Hypoparathyroidism is a disease that develops due to a lack of parathyroid hormone secreted by the parathyroid glands, or a violation of the receptor tissue sensitivity to it. A decrease in the functional activity of the parathyroid glands of various genesis is observed in 0.3—0.4% of the population and can occur at any age, leading to a violation of calcium and phosphorus metabolism. There are congenital, postoperative, post-traumatic, autoimmune and idiopathic hypoparathyroidism. During the diagnosis of hypoparathyroidism, it is important to determine the content of parathyroid hormone, Ca and P in the blood, to detect osteosclerosis during X-ray examination and densitometry.
ICD 10
E20 Hypoparathyroidism
Causes
Parathyroid hormone, together with thyroid hormone calcitonin and vitamin D, is responsible for the regulation of phosphorus-calcium metabolism in the body. Its deficiency causes a decrease in blood calcium levels and an increased content of phosphates. As a result, the mineral balance is disturbed (the balance between K, Na, Mg ions), the permeability of cell membranes, which is manifested by increased neuromuscular excitability and convulsions. Hypocalcemia and hyperphosphatemia contribute to the deposition of calcium salts in internal organs and on the walls of blood vessels.
The development of hypoparathyroidism is often associated with thyroid diseases, which is explained by their close anatomical location and close functional relationship. Hypoparathyroidism can develop as a result of:
- surgical intervention on the thyroid gland or other organs of the neck with damage to the parathyroid glands. The so-called postoperative hypoparathyroidism usually occurs after complete removal of the thyroid gland (thyroidectomy) with an oncological diagnosis;
- hemorrhages in the parathyroid glands with neck injuries;
- inflammatory processes in the parathyroid glands;
- tumor metastases to the parathyroid glands and neck area;
- congenital pathology (intrauterine underdevelopment of the parathyroid glands) – occurs with Di Giorgi syndrome, characterized by a violation of the development of the parathyroid glands, thymus aplasia and congenital heart defects;
- exposure to radiation (in the treatment of toxic goiter with radioactive iodine);
- endocrine disorders (primary hypothyroidism, chronic adrenal insufficiency);
- autoimmune syndrome, systemic diseases (hemochromatosis and amyloidosis).
Classification
Modern endocrinology distinguishes the following forms of hypoparathyroidism due to the nature of the course of the disease:
- acute – the condition is difficult to compensate, severe seizures often occur;
- chronic – infrequent seizures are provoked by infections, physical exertion, nervous overstrain, menstruation, psychological trauma). Exacerbations of hypoparathyroidism usually occur in spring and autumn. Adequate treatment allows for long-term remission.
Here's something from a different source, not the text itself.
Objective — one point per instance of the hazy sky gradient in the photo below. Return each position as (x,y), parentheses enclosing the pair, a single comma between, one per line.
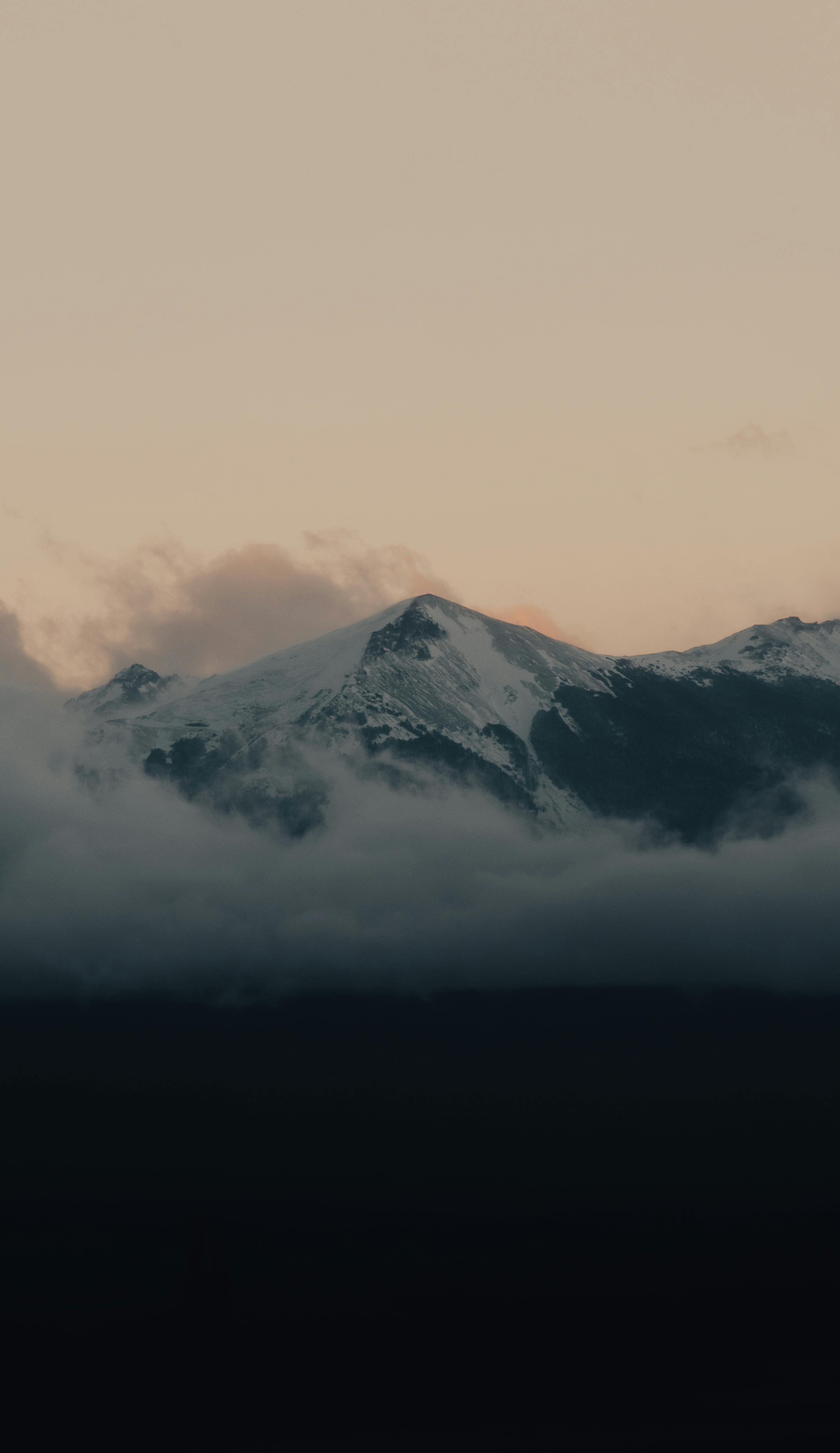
(547,293)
- latent (hidden) – there are no external manifestations, it is detected only during a special examination.
Taking into account the cause , hypoparathyroidism is isolated:
- postoperative (after surgical interventions on the thyroid and parathyroid glands);
- post-traumatic (after radiation and infectious exposure, hemorrhages, etc.);
- idiopathic, autoimmune;
- congenital (as a result of the absence or underdevelopment of the parathyroid glands).
Hypoparathyroidism symptoms
The main clinical manifestation of hypoparathyroidism is convulsive (tetanic) syndrome. Increased neuromuscular excitability with insufficient secretion of parathyroid hormone leads to seizures – strong muscle contractions accompanied by pain.
An attack of convulsions may be preceded by a feeling of numbness, stiffness of the muscles, “crawling goosebumps” over the upper lip, on the fingers and toes, tingling, cold limbs. After the precursors, convulsions of individual muscle groups appear, symmetrically located on both sides (usually the muscles of the arms, then the muscles of the legs). Sometimes the muscles of the face are affected, less often the muscles of the body and internal organs.
Depending on the cramped muscles, characteristic manifestations develop on the part of the relevant organs.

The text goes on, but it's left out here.